Día 15. Según mi madre, mi abuelo describía a su señora como “luz de la calle, oscuridad de la casa”. Seguro que le hubiera encantado ser la Ginger Rogers del Cheek to Cheek: un salón de baile, un atuendo lleno de frus frus y un hombre apuesto del brazo. Yo siempre la conocí viuda, así que esa parte solo puedo imaginármela: ella, estupenda, dando vueltas y más vueltas en el Gabinete Literario, del brazo, eso sí, de un hombre bastante más mayor, que hacía lo que podía para satisfacer sus gustos. Pero doy fe de que, aún a sus 90 y tantos años, cuando traspasaba la cancela de su casa, otra luz brillaba en sus ojos, como diciendo: allá voy.
Mi abuela era de esas mujeres que, saliera el sol por donde saliera, o aunque no pisara la calle (como no lo hacemos nosotros ahora), siempre estaba impecable, con los labios pintados, preparada para una posible visita. “Niña, haz un té”, me decía mientras se atusaba los pelos para lucir bien en su terraza con la prima o sobrina de turno. Había que sacar la vajilla, el mantel y la cubertería apropiada para cada caso, y en un pis pas surgían de su cocina manjares variados –el quequi de caramelo, los sándwiches de tomate y los buñuelos de plátano estaban entre mis favoritos- que preparaba para su deleite y, ya que estábamos, el nuestro.
Si doña Ena, mi abuela, levantara hoy la cabeza, seguramente haría un leve gesto que denotaría su falta de aprobación con mi atuendo de cuarentena: camisa sin planchar, pantalón de estar por casa y ausencia de calzado. Digamos que, si levantara la cabeza o pudiera verme desde algún lugar allá en el cielo, igual tendría ganas de esconderla por un rato para no ver los pelos largos sin control, las canas campando por sus anchas (aunque este punto no es negociable). O directamente se daría la vuelta si de pronto, como me ocurre a mí cuando dan las siete de la tarde, se encontrara con los vecinos de aquí y allá con sus respectivas pintas, no más glamurosas que las mías.
Ella, doña Ena, se pondría uno de sus trajes de flores de primavera que abundaban en su ropero, se repasaría los labios, se sentaría en una de esas butacas en las que te podían dan las horas sin hacer nada y esperaría, impasible.
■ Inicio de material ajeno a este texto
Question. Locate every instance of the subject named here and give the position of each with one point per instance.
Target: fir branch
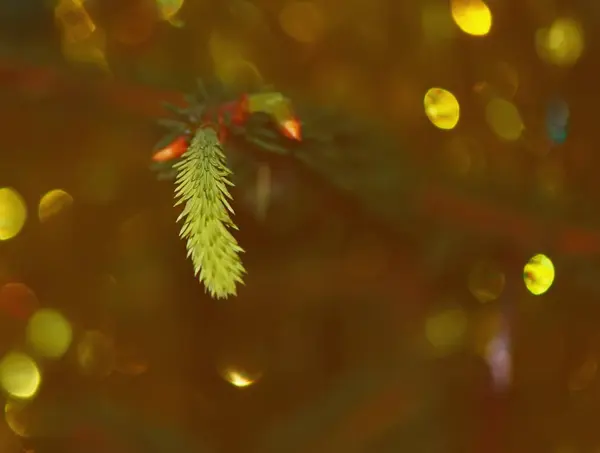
(202, 187)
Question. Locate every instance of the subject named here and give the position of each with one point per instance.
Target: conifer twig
(202, 187)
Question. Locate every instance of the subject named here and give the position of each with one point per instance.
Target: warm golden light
(538, 274)
(49, 333)
(168, 9)
(13, 213)
(238, 378)
(442, 108)
(52, 203)
(472, 16)
(562, 44)
(19, 375)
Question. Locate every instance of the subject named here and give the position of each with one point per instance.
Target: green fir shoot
(202, 187)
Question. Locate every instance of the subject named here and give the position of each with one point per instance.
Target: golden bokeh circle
(13, 213)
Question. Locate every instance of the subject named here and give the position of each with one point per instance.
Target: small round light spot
(19, 375)
(472, 16)
(538, 274)
(442, 108)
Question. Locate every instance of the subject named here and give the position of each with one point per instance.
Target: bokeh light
(446, 330)
(538, 274)
(442, 108)
(472, 16)
(52, 203)
(96, 355)
(504, 119)
(49, 333)
(239, 378)
(20, 376)
(13, 213)
(486, 282)
(562, 44)
(168, 9)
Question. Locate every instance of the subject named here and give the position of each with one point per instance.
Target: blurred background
(468, 325)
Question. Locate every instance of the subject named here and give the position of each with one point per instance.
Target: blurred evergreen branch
(202, 183)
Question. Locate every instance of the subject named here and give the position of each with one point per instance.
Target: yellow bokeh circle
(442, 108)
(13, 213)
(19, 375)
(472, 16)
(538, 274)
(49, 333)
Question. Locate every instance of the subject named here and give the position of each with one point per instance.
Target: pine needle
(202, 187)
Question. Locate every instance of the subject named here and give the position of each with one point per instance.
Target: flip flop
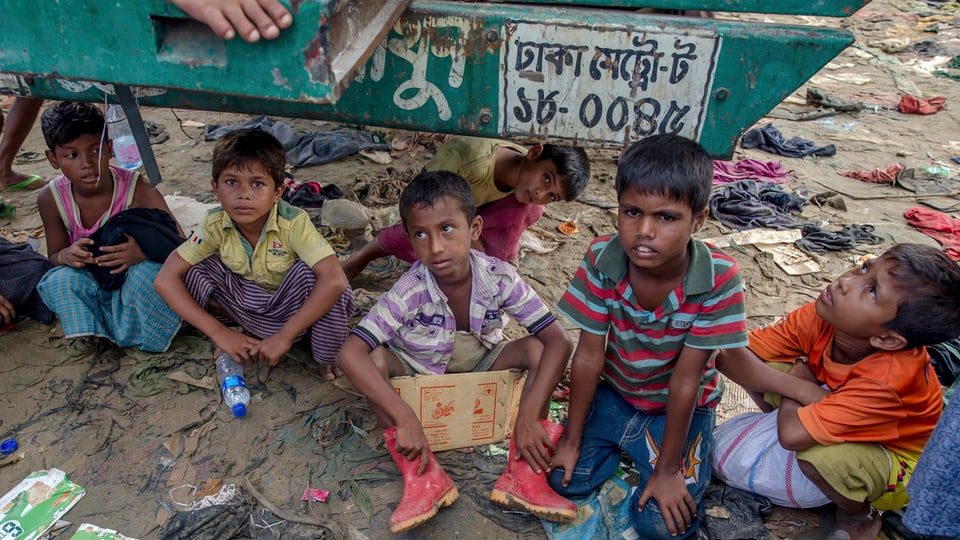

Aunque la procesión, digo yo, siempre iría por dentro.
Por ponerme a imaginar, imagino que cerraría los ojos, emitiría un levísimo suspiro y evocaría esos tiempos en traje de gala, del brazo de su marido, girando y girando en el salón de baile.
(Esta vez el texto lo escribí a partir del tema elegido, como siempre, por Manolo Benítez. Me pidió algo de humor, pero es que esto tiene vida propia).